Figure-1: On the left side, a video frame that is overlaid with detected facial landmarks is given. A total of 68 landmark positions on a face is presented on the right side.


Speech Segmentation Framework

Speech segmentation is a separation of the audio recordings into units of homogeneous parts such as speech, silence, and laugh. CMUSphinx is integrated with LIUM , an open source toolkit for speaker segmentation and diarization. We extend CMUSphinx Speech Recognition System to perform speech analysis. Figure-2 shows the workflow of speaker diarization.

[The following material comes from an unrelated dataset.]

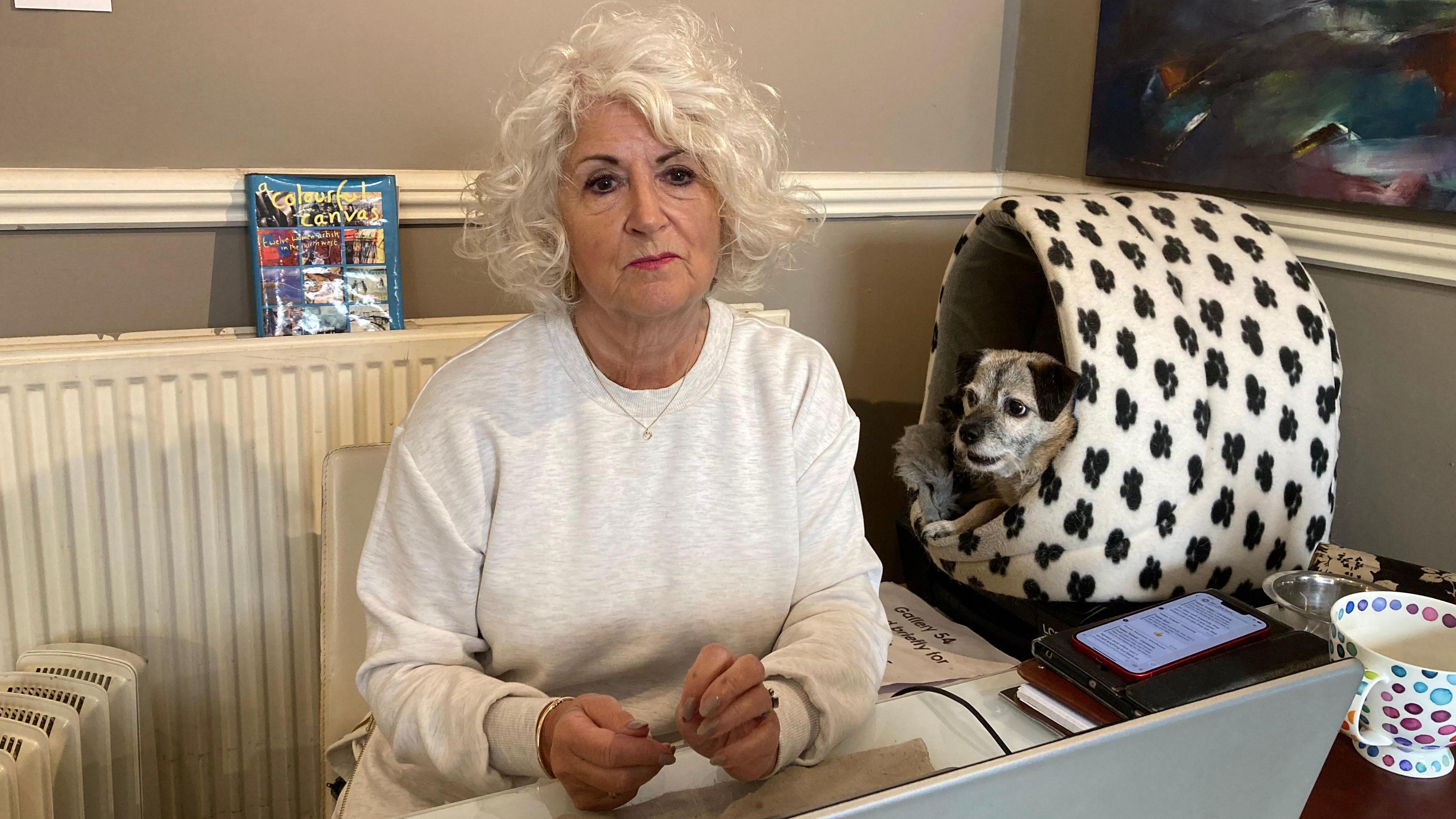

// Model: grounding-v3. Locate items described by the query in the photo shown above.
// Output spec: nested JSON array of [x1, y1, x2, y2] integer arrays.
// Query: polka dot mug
[[1329, 592, 1456, 780]]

Figure-2: Classical process for speaker diarization and segmentation(adapted from, [LIUM web-site](http://www-lium.univ-lemans.fr/diarization/doku.php/overview)


Software Architecture

Graphical User Interfaces (GUI) are stored under the View folder and back-end classes are collected under Controller folder. There is a one-to-one relation between GUI and the related controller class. AOI analysis includes OpenFace and dlib executable files with dependent libraries. Similarly, Speech analysis involves executable files of CMUSphinx. All user interfaces are designed programmatically and they all are a member of ParentUI. Home screen implements Navigation Listener interface and ParentUI has a Navigation Listener as a field (see Figure-3)

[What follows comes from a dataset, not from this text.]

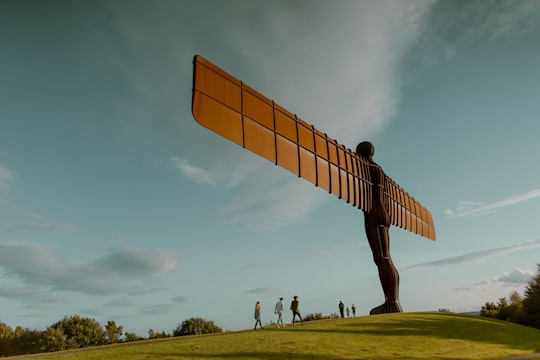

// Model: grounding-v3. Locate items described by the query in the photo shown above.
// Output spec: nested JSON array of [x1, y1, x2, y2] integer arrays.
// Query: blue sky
[[0, 0, 540, 335]]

Figure-3: Software architecture of the MAGiC application


Graphical User Interface

MAGiC is written as a desktop application in C# programming language. As shown in Figure-4, navigation pane is located on the left side and it is separated with working area with a collapsible splitter. There are 4 main modules: Speech Analysis, AOI analysis, Summary and Walkthroughs.



Figure-4: The main panel of MAGiC

There exists easily accessible help page specific to each function describing the step-by-step process to run a function. It briefly states the purpose of use, characterizes the input parameters and it gives a link to access a sample file (see Figure-5).



Figure-5: Walkthorugh Page including buttons for navigating to Walkthrough-tree and to related function-form.

Moreover, tooltips are created for almost all field in interfaces to enhance usability. Before running a function, data validation is performed in order to ensure correctness and consistency of the data. If validation fails, user-friendly error messages are displayed near to non-validated fields. Similarly, success status is displayed to inform a user (see Figure-6 and Figure-7).



Figure-6: A tooltip is diplayed when the mouse hovers over a field.

Figure-7: A red exclamation located next to the field is displayed, if validation fails. Error message is presented when the mouse hovers over a exclamation.